Conservatives were resigned to the outcome.
"We can't stop it. He's in league with the Democrats," Rep. Thomas Massie, R-Ky., said of Boehner Tuesday morning. "I mean I don't think there's anything you can do at this point."
But Massie also said "it's a long game" and conservatives are winning the war as they have forced Boehner to resign.
The budget vote slated for Wednesday would come on the same day as the GOP caucus nominates its candidate, widely expected to be Wisconsin Rep. Paul Ryan. The speaker-to-be held off on assessing the deal, saying he had to review it, but he expressed frustration with the rush job.
"I think this process stinks. This is not the way to do the people's business," Ryan told reporters. "Under new management, we're not going to do the people's business this way."
The two-year pact, which would take those volatile fiscal issues off the table until after the 2016 presidential election, would give both the Pentagon and domestic agencies $80 billion in relief from budget constraints in exchange for cuts elsewhere in the budget.
The White House said Tuesday it was "promising" that Democrats and Republicans came together to reach an agreement that would "break the cycle of short-sighted, crisis-driven decision-making." Capitol Hill Democrats are likely to solidly support the agreement, although it gives greater budget relief to the Pentagon than it does domestic programs.

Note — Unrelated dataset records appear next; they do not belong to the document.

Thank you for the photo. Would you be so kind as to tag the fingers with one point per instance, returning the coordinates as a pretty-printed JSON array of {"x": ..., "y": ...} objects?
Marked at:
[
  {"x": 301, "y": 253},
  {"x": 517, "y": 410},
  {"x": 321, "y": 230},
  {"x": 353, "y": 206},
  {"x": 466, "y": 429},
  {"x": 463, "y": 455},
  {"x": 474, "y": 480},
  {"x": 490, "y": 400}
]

"We successfully secured equal increases in funding defense and non-defense priorities," said House Democratic Leader Nancy Pelosi. "We have extended the solvency of Social Security Disability Insurance and protected millions of seniors from a significant increase in their Medicare Part B premiums and deductibles next year. Most importantly, we have affirmed that the full faith and credit of the United States is non-negotiable and inviolable."
The legislation would suspend the current $18.1 trillion debt limit through March 2017. The budget portion would increase the current "caps" on total agency spending by $50 billion in 2016 and $30 billion in 2017, offset by savings elsewhere in the budget. And it would permit about $16 billion to be added on top of that in 2016, classified as war funding, with a comparable boost in 2017.

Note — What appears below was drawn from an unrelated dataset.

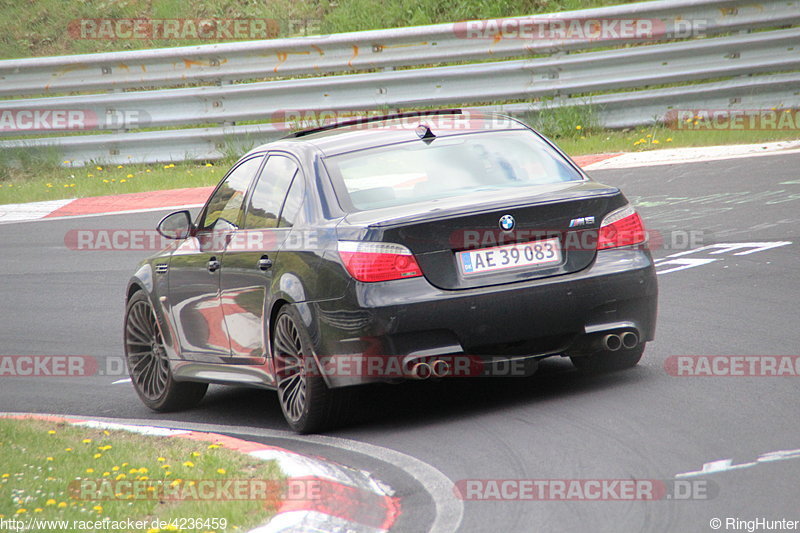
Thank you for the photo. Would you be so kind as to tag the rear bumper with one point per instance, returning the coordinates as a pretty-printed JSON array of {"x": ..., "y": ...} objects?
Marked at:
[{"x": 413, "y": 319}]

It also would clean up expected problems in Social Security and Medicare by fixing a shortfall looming next year in Social Security payments to the disabled, as well as a large increase in Medicare premiums and deductibles for doctors' visits and other outpatient care.
The emerging budget side of the deal resembles a pact that Ryan fashioned two years ago in concert with Sen. Patty Murray, D-Wash., to ease automatic spending cuts for the 2014-15 budget years. A lot of conservatives disliked the measure and many on the GOP's right flank are already swinging against the new one, which would apply to the 2016-17 budget years.

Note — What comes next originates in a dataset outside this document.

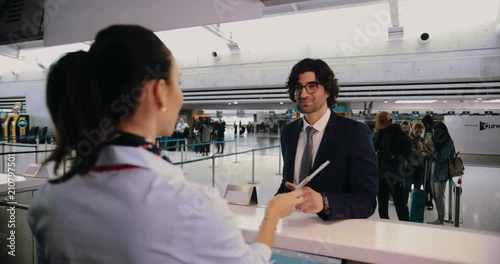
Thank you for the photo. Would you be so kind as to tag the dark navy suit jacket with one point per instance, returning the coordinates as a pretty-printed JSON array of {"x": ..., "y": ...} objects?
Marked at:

"I'm not excited about it at all," Rep. Matt Salmon, R-Ariz., said of the agreement. He called it "a two-year budget deal that raises the debt ceiling for basically the entire term of this presidency."
Boehner was pushed aside by conservatives in his own party after repeatedly turning to Democrats to pass must-do legislation in an era of divided government. Many Republicans also resented being kept in the dark. The pending deal fits both criteria.
Among the proposed spending cuts are curbs on Medicare payments for outpatient services provided by hospitals that have taken over doctors' practices, and an extension of a 2 percentage-point cut in Medicare payments to doctors through the end of a 10-year budget.
The budget side of the deal is aimed at undoing automatic spending cuts which are a byproduct of a 2011 budget and debt agreement, and the failure of Washington to subsequently tackle the government's fiscal woes. GOP defense hawks are a driving force, intent on reversing the automatic cuts and getting more money for the military. A key priority for Democrats is to boost domestic programs.
The focus is on setting a new overall spending limit for agencies whose operating budgets are set by Congress each year. It will be up to the House and Senate Appropriations committees to produce a detailed omnibus spending bill by the Dec. 11 deadline.